Is Daithi the one to bring sex factor back to the Rose?
Gay Byrne had it. Ryan Tubridy had it. Marty Whelan had it. Derek Davis had it. Ray D'Arcy had it. So, exactly what is 'It'? Why, the job of host at the Rose of Tralee, of course, which -- if you measure success by audience figures alone -- is one of the most successful programmes on RTE and a job most male presenters in Montrose would grab with both hands.
Last year, a staggering 885,000 viewers tuned to see London contestant Charmaine Kenny crowned the 51st Rose after two long, hot nights under the Festival Dome in the bustling Kerry town.
But nothing remains the same forever, and Ray D'Arcy has now passed the tux and the microphone on to 33-year-old Daithi O Se. To be honest, it was about time for a change.
Stay in a job too long, especially on TV, and you begin to look a bit bland.
Given that D'Arcy already has a headstart in the blandness stakes (as a friend of mine memorably put it, he's so bland you wonder if he even dreams at night), now is the right time to move on.
I'm no great fan of the Rose of Tralee, but even a cynic like me can see that Daithi O Se is the ideal man for the job -- a pretty much perfect fit. For one thing, he's from Kerry, which is a distinct advantage. In fact, he's first Kerryman ever to host the competition, which, when you think about it, is quite incredible, given Kerry people's legendary partisan nature.
For another, he brings something new to the job: he's an absolute wow with the women -- a distinct advantage in a competition whose main feature is women in all their wonderful varieties.
Apparently, Daithi oozes sex appeal (which is not something you can easily say of his predecessors). I say apparently because, frankly, I've never been able to see it myself.

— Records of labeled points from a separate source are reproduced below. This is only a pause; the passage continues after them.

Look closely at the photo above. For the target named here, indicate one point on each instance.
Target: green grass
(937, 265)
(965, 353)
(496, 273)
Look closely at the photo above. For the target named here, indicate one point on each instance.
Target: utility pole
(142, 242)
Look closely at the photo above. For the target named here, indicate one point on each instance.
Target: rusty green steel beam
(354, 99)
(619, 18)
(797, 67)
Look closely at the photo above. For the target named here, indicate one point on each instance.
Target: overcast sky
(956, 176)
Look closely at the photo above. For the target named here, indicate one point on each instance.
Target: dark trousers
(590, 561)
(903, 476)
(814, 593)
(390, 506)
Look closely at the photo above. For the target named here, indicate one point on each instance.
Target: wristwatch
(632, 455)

Then again, I'm not a woman, I'm a heterosexual man. Whatever voodoo sex laser beams Daithi is firing from those twinkling Kerry eyes of his are not aimed at me.
My wife, on the other hand, IS a woman, yet she can't see it either. The mention of Daithi's name doesn't cause her lip to curl like a quaver in the same way that, say, Daniel O'Donnell's does. Nonetheless, on her league table of lust, Daithi is in the relegation zone.
That said, appointing Daith is a good move and should give a fresh twist to a competition that has done its utmost over the decades to eliminate sex from the equation. Daithi, to quote Justin Timberlake, is bringing sexy back.